The HTC Vive Cosmos offers an audio system featuring stereo quality sound from on-ear headphones, for a truly unique listening experience.
Many users feel that the Cosmos, despite a release date more than one year after the Vive Pro, does not offer any major improvements in VR technology. The LCD display and headphones compose the only major difference.
However, the Vive Cosmos’ price sits comfortably at $700. Significantly cheaper than the Vive Pro, the Cosmos leaves behind the base stations which give the Pro its wonderful tracking capabilities. However, the headset includes four cameras to retain a tracking experience on par with its cousin model while keeping costs low.
That being said, while base stations are a pain to set up and increase the price, they almost always result in an unbeatable tracking experience which the Cosmos might be lacking.
- Wonderful tracking without external sensors
- Improved motion controls
- Requires higher end computer hardware
- Requires DisplayPort 1.2
VR headsets add a substantial amount of immersion to the gaming experience, especially when it comes to iRacing. However, with the cheapest headset on our list going for $300, the question of whether or not VR headsets make the experience worthwhile definitely comes to mind.
Pros and Cons of VR Racing: Why Use VR at All?
Like all VR gaming, VR racing offers several unique benefits over the standard monitor playstyle. First and foremost, the immersive aspect makes you really feel like you are driving in a high stakes, fast paced race. The added entertainment factor from immersion alone makes VR worthwhile for the casual gamer.
But VR also gives the competitive player a couple of advantages over those without it. Improved vision and awareness stands out when using a VR headset. Track details pop out at the player in ways that monitors just cannot replicate.
VR headsets also heighten the experience of driving to the point where drivers feel their way through each race instead of just racing from muscle memory. And with a VR screen right in your face, you pay closer attention and drive with increased precision.

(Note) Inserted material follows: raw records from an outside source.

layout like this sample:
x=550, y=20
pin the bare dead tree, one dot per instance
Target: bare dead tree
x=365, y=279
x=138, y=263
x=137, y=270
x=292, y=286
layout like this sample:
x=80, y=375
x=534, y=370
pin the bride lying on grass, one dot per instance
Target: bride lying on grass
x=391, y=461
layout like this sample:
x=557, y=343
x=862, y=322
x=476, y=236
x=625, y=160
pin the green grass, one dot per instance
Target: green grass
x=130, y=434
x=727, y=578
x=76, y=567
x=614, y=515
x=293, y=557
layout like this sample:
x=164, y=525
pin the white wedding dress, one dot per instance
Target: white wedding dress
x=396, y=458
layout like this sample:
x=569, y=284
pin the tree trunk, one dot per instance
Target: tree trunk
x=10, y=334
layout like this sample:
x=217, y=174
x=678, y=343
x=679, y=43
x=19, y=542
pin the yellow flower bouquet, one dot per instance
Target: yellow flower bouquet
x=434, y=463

However, nothing is perfect. One of the downsides to VR gaming, including iRacing, is vision fatigue. With the screen so close to their face, many players have to call it quits when playing for too long due to eye strain.
The severity of vision fatigue varies per user, but the experience affects most to make it a notable issue.
Is VR Racing a Must?
For the casual player, the extra cost associated with a VR headset must be balanced out by increased enjoyment from the experience. And for most, the immersive experience of VR adds another layer to gaming packed full of all of its own benefits.
And at the professional or competitive level, many VR fanatics find that the right headset significantly improves their gameplay experience and makes them better performers. You might play well with a monitor, but you can be extraordinary with a VR headset.
Which Headset to Choose?
The right headset for you depends on price point, importance of comfort and any other particularity. However, based on the options listed above the Valve Index takes the cake for best headset for iRacing.
The price point of $1000 might be high, but it gives players a truly incredible and immersive experience. It sacrifices absolutely nothing from the best LCD display to an incredible audio experience. Given free reign, I would choose the Valve Index any day of the week. And not just for iRacing, but for all my VR gaming needs.